I knew when we came home that it would be difficult to come back from the visceral, whole-of-body, whole-spirit experience of cathedral worship in the UK: where the very stones seem to be painted with prayer and the whole place shimmers with the organ and the bells and the singing; incense, beeswax, body and blood. Immersive church, where everything is done excellently, reverently, and with holy purpose.
Sure, it's not perfect: they've only just figured out that women are called to the episcopate too (we're 25 years ahead of them there!) and the language is seriously patriarchal - but there is hope in the movements of inclusive church that that will change. What won't is the desire to do all things "decently and in order", with love and passion and skill.
What I have realised is that I need that liturgy done with love and passion and skill. I need the music and love and prayer and holy purpose. I need the Office, the daily round of prayer, painted on my heart like light through stained glass. I need this. Liturgy done poorly, bad music, trite lyrics - I cannot separate myself from it. It becomes like sandpaper on my soul, grinding me in all my most tender places.

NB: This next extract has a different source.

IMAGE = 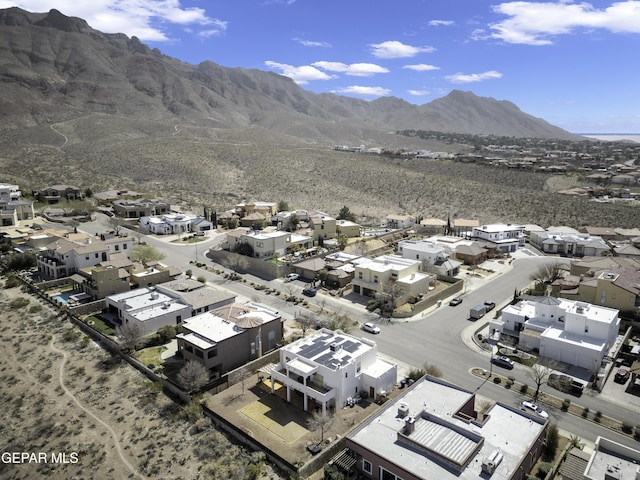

Some people might say this is me being overly sensitive, too "high", not being "of the people" - snobbish, even. But for me, worship is not of the people. It is our gift to God, and should it not be the best of what we are capable? It should be the best music, the best singing, the best words, trusting that God, by some alchemy of her own, will make them worthy of her worthiness, for nothing we offer God will ever be enough. But it should be beautiful.
And when it is not, then it is time to listen to what my heart says, what my spirit knows. I cannot return to Canterbury, but our pilgrimage there has shown me my heart. I need to be honest to myself and I cannot hide any longer.